Moduli of vector bundles on higher-dimensional base manifolds - Construction and Variation

TL;DR

This paper reviews recent advances in the theory of vector bundle moduli on higher-dimensional manifolds, introducing new constructions and relations between different moduli spaces, including a natural morphism to Donaldson-Uhlenbeck spaces.

Contribution

It presents a new natural morphism from multi-Gieseker moduli spaces to Donaldson-Uhlenbeck moduli spaces and discusses relations between Gieseker-Maruyama moduli spaces via Thaddeus-flips.

Findings

Construction of an algebro-geometric analogue of Donaldson-Uhlenbeck compactification.

Establishment of relations between Gieseker-Maruyama moduli spaces with different polarisations.

Proof of the existence of a natural morphism from multi-Gieseker to Donaldson-Uhlenbeck moduli spaces.

Abstract

We survey recent progress in the study of moduli of vector bundles on higher-dimensional base manifolds.
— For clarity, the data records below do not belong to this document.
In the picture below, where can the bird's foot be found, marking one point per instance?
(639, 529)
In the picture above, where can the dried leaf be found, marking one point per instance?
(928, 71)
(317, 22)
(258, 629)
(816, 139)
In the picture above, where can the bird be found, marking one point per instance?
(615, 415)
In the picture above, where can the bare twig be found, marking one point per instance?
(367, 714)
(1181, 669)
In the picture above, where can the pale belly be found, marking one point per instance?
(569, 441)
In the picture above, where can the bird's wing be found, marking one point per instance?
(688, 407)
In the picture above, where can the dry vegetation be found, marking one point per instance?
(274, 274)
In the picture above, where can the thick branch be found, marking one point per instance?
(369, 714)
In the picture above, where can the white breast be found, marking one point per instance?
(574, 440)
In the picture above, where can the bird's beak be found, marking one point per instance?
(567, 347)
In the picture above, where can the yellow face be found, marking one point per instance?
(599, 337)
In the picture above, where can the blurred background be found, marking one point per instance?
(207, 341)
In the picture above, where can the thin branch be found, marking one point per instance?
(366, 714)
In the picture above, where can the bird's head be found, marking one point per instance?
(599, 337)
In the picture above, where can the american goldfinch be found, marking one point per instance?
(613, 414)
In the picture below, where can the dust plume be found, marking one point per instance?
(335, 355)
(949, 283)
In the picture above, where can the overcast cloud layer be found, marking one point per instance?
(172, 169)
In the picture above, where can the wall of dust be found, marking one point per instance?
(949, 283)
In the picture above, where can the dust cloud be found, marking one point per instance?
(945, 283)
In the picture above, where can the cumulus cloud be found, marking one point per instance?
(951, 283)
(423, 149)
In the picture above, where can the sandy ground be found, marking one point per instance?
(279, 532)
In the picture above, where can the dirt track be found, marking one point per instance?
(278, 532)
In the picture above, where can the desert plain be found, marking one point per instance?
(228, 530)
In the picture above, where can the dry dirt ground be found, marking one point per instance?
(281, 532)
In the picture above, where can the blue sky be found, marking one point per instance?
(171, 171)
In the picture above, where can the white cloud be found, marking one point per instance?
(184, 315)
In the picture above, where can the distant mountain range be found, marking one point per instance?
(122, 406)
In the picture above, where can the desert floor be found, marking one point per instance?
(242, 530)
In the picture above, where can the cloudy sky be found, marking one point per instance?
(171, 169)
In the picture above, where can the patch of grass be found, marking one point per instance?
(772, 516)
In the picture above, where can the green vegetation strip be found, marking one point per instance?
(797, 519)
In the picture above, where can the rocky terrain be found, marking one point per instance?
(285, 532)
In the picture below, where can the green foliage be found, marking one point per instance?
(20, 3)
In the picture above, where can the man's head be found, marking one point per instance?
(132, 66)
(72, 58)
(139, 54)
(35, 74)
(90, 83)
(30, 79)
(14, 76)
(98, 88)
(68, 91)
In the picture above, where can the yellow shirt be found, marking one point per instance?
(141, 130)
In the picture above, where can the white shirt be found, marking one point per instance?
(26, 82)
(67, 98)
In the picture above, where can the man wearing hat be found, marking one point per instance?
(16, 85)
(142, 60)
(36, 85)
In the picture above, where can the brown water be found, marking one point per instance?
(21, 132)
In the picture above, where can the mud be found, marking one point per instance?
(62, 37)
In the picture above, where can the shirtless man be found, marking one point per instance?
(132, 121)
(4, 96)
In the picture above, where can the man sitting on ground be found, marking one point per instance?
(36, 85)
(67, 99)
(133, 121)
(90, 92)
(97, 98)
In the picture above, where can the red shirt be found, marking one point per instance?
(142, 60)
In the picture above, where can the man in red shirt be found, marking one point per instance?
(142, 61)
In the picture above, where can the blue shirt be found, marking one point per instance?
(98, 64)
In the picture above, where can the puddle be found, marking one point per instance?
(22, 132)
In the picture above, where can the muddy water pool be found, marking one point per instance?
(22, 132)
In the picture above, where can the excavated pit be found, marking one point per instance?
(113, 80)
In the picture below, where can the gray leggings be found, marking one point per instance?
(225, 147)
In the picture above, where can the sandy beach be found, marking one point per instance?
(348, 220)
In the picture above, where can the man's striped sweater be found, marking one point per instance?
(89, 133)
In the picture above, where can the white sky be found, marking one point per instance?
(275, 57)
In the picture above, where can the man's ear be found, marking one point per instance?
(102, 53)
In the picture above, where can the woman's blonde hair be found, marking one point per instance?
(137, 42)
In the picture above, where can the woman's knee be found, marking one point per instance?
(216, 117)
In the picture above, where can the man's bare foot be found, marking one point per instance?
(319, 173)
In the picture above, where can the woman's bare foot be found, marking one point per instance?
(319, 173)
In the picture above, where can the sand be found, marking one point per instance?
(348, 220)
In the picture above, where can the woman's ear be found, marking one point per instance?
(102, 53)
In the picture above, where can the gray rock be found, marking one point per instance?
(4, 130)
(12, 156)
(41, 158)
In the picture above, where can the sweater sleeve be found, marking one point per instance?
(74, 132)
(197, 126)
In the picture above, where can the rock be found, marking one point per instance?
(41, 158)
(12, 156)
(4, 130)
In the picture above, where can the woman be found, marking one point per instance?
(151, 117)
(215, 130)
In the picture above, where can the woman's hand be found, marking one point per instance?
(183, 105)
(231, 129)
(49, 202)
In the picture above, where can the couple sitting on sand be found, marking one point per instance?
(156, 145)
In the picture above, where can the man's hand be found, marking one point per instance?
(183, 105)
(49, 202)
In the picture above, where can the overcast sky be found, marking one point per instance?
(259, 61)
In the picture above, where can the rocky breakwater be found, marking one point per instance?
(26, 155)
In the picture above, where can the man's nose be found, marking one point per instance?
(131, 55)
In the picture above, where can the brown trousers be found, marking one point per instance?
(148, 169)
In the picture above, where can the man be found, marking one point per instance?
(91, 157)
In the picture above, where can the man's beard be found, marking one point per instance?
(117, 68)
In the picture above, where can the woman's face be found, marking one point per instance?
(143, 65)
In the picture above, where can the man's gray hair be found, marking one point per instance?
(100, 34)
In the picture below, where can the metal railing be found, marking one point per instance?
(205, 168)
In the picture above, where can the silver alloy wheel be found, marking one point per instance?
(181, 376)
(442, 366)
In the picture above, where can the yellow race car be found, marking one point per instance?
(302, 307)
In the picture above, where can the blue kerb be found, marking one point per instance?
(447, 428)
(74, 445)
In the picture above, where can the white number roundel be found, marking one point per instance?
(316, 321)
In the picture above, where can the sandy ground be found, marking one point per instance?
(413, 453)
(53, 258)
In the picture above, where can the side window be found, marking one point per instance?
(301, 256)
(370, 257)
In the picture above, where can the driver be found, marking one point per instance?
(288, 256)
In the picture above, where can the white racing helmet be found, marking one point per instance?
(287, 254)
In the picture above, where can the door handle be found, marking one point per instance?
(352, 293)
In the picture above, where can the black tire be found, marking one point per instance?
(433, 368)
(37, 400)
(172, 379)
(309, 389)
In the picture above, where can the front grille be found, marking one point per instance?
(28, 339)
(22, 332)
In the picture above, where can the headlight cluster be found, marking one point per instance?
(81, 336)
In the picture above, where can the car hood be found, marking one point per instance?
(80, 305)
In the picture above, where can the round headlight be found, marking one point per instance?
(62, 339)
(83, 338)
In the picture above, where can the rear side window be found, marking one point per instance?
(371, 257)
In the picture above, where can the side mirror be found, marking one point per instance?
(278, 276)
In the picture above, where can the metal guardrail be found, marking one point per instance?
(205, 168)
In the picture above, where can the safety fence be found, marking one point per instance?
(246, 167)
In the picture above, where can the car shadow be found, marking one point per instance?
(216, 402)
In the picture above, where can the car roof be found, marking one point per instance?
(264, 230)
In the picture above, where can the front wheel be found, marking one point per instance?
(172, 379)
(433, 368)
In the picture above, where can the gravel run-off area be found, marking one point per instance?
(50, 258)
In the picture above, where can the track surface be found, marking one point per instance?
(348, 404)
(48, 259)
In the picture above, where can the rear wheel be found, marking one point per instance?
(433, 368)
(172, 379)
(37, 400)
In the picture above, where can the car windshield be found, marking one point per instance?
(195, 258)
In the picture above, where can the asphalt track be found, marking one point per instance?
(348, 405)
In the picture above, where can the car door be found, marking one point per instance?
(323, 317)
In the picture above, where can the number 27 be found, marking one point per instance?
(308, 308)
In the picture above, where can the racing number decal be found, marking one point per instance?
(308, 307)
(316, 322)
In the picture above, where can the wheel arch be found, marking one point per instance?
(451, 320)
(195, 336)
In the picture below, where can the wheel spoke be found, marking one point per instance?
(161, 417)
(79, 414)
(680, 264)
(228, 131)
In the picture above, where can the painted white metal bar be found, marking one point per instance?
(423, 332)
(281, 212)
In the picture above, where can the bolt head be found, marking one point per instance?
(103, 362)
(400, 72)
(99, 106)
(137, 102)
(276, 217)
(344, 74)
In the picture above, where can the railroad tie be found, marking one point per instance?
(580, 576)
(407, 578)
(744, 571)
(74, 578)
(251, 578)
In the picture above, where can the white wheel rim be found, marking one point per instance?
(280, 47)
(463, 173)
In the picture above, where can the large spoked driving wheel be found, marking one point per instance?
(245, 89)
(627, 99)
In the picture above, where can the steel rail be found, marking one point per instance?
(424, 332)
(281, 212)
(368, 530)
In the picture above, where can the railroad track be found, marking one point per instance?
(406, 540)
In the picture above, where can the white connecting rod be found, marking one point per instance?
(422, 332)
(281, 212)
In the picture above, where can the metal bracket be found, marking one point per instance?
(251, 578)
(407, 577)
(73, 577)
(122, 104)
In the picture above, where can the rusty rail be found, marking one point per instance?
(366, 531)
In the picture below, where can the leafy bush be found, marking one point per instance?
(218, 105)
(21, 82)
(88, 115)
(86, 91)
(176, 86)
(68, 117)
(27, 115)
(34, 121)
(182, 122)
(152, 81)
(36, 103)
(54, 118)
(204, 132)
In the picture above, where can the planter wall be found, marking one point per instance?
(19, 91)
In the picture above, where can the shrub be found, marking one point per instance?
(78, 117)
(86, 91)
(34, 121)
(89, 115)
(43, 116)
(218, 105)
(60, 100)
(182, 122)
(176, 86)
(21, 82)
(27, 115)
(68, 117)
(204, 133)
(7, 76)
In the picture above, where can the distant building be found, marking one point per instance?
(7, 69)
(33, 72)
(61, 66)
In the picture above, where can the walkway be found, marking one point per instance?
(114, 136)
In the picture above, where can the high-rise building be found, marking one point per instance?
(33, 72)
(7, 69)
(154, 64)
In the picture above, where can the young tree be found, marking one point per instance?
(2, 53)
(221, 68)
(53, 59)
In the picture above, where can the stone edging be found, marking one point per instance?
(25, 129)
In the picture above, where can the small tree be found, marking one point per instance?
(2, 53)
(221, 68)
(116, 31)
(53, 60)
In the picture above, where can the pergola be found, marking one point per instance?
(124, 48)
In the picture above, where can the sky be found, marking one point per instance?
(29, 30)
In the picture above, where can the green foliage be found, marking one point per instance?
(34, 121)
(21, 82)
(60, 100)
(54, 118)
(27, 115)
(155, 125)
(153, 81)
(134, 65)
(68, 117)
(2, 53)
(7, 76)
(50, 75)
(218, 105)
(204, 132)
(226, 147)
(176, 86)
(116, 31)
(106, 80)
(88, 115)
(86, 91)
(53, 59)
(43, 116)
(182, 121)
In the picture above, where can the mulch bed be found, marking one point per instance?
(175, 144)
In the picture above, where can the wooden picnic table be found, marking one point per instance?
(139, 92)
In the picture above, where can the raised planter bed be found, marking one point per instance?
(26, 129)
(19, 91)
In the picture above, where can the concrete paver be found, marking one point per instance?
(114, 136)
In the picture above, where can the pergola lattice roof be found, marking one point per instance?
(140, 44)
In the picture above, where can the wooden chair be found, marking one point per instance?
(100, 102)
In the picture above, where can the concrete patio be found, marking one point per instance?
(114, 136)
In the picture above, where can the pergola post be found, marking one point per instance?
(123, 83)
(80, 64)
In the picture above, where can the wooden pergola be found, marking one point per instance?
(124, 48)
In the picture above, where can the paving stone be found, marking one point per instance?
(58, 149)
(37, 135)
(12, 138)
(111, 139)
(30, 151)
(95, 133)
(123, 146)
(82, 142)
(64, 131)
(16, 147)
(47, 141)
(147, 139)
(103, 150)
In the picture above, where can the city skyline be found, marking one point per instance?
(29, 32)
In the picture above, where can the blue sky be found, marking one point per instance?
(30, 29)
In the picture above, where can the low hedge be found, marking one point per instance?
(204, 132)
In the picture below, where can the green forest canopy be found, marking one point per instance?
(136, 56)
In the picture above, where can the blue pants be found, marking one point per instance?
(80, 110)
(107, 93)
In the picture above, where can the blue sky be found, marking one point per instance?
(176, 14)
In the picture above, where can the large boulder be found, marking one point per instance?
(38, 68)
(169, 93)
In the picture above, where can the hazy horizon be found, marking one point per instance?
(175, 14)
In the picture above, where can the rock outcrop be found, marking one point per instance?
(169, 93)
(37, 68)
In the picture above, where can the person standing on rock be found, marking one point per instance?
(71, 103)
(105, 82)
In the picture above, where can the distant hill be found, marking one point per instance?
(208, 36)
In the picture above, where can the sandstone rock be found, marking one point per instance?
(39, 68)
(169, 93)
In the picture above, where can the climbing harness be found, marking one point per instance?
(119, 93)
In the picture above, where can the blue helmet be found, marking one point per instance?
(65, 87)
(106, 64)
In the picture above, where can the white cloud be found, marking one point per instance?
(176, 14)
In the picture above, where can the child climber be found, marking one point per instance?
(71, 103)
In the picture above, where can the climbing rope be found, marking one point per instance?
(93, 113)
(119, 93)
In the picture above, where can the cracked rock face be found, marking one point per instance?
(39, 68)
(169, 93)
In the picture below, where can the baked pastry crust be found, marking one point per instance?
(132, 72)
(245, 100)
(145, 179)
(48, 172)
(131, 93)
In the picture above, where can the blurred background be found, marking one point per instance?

In particular, we discuss an algebro-geometric construction of an analogue for the Donaldson-Uhlenbeck compactification and explain how to use moduli spaces of quiver representations to show that Gieseker-Maruyama moduli spaces with respect to two different chosen polarisations are related via Thaddeus-flips through other "multi-Gieseker"-moduli spaces of sheaves. Moreover, as a new result, we show the existence of a natural morphism from a multi-Gieseker moduli space to the corresponding Donaldson-Uhlenbeck moduli space.